Researchers are seeing exploitation makes an attempt for the CVE-2025-48927 vulnerability within the TeleMessage SGNL app, which permits retrieving usernames, passwords, and different delicate knowledge.
TeleMessage SGNL is a Sign clone app now owned by Smarsh, a compliance-focused firm that gives cloud-based or on-premisses communication options to numerous organizations.
Scanning for weak endpoints
Risk monitoring agency GreyNoise has noticed a number of makes an attempt to take advantage of CVE-2025-48927, doubtless by completely different menace actors.
“As of July 16, GreyNoise has noticed 11 IPs trying to take advantage of CVE-2025-48927,” experiences GreyNoise.
“Associated reconnaissance conduct is ongoing. Our telemetry reveals lively scanning for Spring Boot Actuator endpoints, a possible precursor to figuring out programs affected by CVE-2025-48927.”
In accordance with GreyNoise, greater than two thousand IPs have scanned for Dash Boot Actuator endpoints over the previous months, slightly over 75% of them concentrating on the ‘/well being’ endpoints particularly.
The CVE-2025-48927 vulnerability is attributable to exposing the ‘/heapdump’ endpoint from Spring Boot Actuator with out authentication. TeleMessage addressed the difficulty however some on-prem installations are nonetheless weak.
When utilizing outdated Spring Boot configurations that don’t prohibit entry to diagnostic endpoints, the flaw lets an attacker obtain a full Java heap reminiscence dump of roughly 150MB, which can comprise plaintext usernames, passwords, tokens, and different delicate knowledge.
To defend towards these assaults, it’s endorsed to disable or prohibit entry to the /heapdump endpoint solely to trusted IP ranges and restrict the publicity of all Actuator endpoints as a lot as potential.
Archiving Sign messages
The TeleMessage SGNL app is designed to offer encrypted communication with built-in archival, so that each one chats, calls, and attachments are mechanically saved for compliance, auditing, or record-keeping.
These claims have been disputed by previous analysis saying that end-to-end encryption isn’t maintained and delicate knowledge, together with messages, is saved in plaintext.

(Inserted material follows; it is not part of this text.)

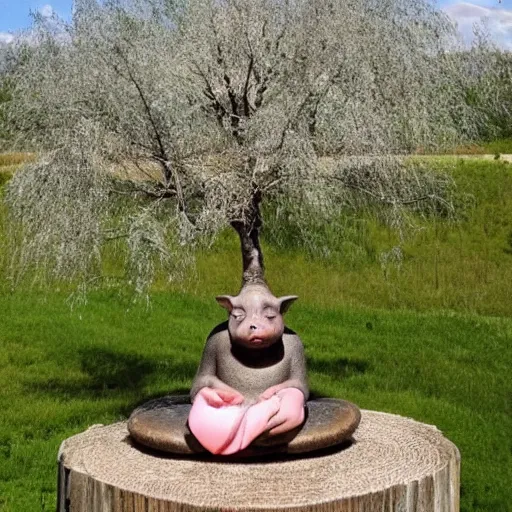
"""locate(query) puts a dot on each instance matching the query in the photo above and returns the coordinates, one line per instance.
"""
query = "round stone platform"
(392, 464)
(161, 424)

This was uncovered in Could 2025, when a hacker accessed a diagnostic endpoint and downloaded credentials and archived content material. The occasion triggered considerations about nationwide security within the U.S., after revelations that the product was being utilized by the Customs & Border Safety and officers, together with Mike Waltz.
CVE-2025-48927 was disclosed in Could and CISA added it to the Recognized Exploited Vulnerabilities (KEV) catalog on July 1, requesting that each one federal companies apply mitigations by July 22.
The company additionally listed CVE-2025-48928, a flaw in SGNL the place a JSP app exposes a reminiscence dump containing passwords despatched over HTTP to unauthorized customers.
Comprise rising threats in actual time – earlier than they affect your corporation.
Find out how cloud detection and response (CDR) offers security groups the sting they want on this sensible, no-nonsense information.